A mon retour à Paris, vers le mois de décembre, il se trouva que je prenais un peu plus d’intérêt aux hommes et aux choses. Je vois aujourd’hui que c’est parce que je savais qu’indépendamment de ce que j’avais laissé à Milan, je pouvais trouver un peu de bonheur ou du moins d’amusement autre part. Cet amusement était la petite maison de miss Appleby.

Mais je n’eus pas assez de bon sens pour arranger systématiquement ma vie. Le hasard guidait toujours mes relations. Par exemple:

Il y avait une fois un ministre de la guerre à Naples qui s’appelait Michevaux. Ce pauvre officier de fortune était, je pense, de Liège. Il laissa à ses deux fils des pensions de la cour; à Naples, on compte sur les grâces du roi comme sur un patrimoine.

Le chevalier Alexandre Miniorini[79] dînait à la table d’hôte du nº 47, rue de Richelieu. C’est un beau garçon qui a l’apparence flegmatique d’un Hollandais. Il était consumé de chagrins. Lors de la Révolution, en 1820, il était tranquille à Naples et royaliste.

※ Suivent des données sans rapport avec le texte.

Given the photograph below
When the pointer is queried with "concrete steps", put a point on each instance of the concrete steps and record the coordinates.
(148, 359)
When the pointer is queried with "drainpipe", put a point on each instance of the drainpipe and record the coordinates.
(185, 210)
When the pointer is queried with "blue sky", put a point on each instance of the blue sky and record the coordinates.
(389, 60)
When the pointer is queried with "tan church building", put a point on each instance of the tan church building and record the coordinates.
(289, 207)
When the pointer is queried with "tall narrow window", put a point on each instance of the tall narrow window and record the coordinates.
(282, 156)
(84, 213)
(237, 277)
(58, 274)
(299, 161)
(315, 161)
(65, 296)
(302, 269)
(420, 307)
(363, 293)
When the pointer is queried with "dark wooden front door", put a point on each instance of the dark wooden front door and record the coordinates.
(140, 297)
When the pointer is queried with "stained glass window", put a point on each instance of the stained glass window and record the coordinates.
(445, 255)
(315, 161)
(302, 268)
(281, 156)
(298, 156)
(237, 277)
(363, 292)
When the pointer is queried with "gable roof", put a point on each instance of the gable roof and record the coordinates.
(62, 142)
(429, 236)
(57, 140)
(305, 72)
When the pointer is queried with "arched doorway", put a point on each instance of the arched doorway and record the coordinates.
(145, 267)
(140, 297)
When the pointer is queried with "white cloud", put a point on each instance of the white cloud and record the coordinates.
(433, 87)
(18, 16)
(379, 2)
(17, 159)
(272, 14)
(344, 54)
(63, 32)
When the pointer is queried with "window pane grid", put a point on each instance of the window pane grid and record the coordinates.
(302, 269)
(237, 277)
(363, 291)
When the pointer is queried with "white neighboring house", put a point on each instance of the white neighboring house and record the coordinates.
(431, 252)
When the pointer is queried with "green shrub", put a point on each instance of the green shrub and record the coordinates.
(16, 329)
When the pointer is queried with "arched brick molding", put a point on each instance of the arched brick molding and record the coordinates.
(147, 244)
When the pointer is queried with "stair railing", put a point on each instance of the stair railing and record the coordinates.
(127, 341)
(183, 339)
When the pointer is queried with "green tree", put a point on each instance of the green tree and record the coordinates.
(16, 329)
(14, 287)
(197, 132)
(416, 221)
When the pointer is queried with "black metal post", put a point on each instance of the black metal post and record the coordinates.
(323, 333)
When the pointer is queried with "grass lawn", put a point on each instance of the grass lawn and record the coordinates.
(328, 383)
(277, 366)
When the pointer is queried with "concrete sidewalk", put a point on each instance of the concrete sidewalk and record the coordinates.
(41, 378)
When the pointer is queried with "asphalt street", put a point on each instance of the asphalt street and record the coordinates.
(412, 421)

Francesco, prince royal et depuis le plus méprisé des Kings, était régent et protecteur spécial du chevalier de Miniorini. Il le fit appeler et le pria, en le tutoyant, d’accepter la place de ministre à Dresde, de laquelle l’apathique Miniorini ne se souciait nullement. Cependant, comme il n’avait pas le courage de déplaire à une altesse royale et à un prince héréditaire, il alla à Dresde. Bientôt Francesco l’exila, le condamna à mort, je crois, ou du moins lui confisqua ses pensions.

Sans aucun esprit ou disposition pour rien, le chevalier a été un bourreau pour lui-même: il a longtemps travaillé dix-huit heures par jour, comme un Anglais, pour devenir peintre, musicien, métaphysicien, que sais-je? Cette éducation était dirigée comme pour faire pièce à la logique.

Je sais ses étonnants travaux d’une actrice de mes amies qui, de sa fenêtre, voyait ce beau jeune homme travailler de cinq heures du matin à cinq heures du soir à la peinture, et ensuite, lire toute la soirée. De ces travaux effroyables, il était resté au chevalier l’art d’accompagner supérieurement au piano et assez de bon sens et de bon goût musical, comme on voudra, pour n’être pas dupe tout à fait de la crème fouettée et des fanfaronnades de Rossini. Dès qu’il voulait raisonner, cet esprit faible, accablé de fausse science, tombait dans les sottises les plus comiques. En politique, surtout, il était curieux. Au reste, je n’ai jamais rien connu de plus poétique et de plus absurde que le libéral italien ou carbonaro qui, de 1821 à 1830, remplissait les salons libéraux de Paris.

Un soir, après dîner, Miniorini monta chez lui. Deux heures après, ne le voyant pas venir au café de Foy, où l’un de nous qui avait perdu le café le payait, nous montâmes chez lui. Il avait le scolozisme; après dîner, la douleur locale avait redoublé; cet esprit flegmatique et triste s’était mis à considérer toutes les misères, y compris la misère de l’argent. La douleur l’avait accablé. Un autre se serait tué; quant à lui, il se serait contenté de mourir évanoui, si à grand’peine nous ne l’eussions réveillé.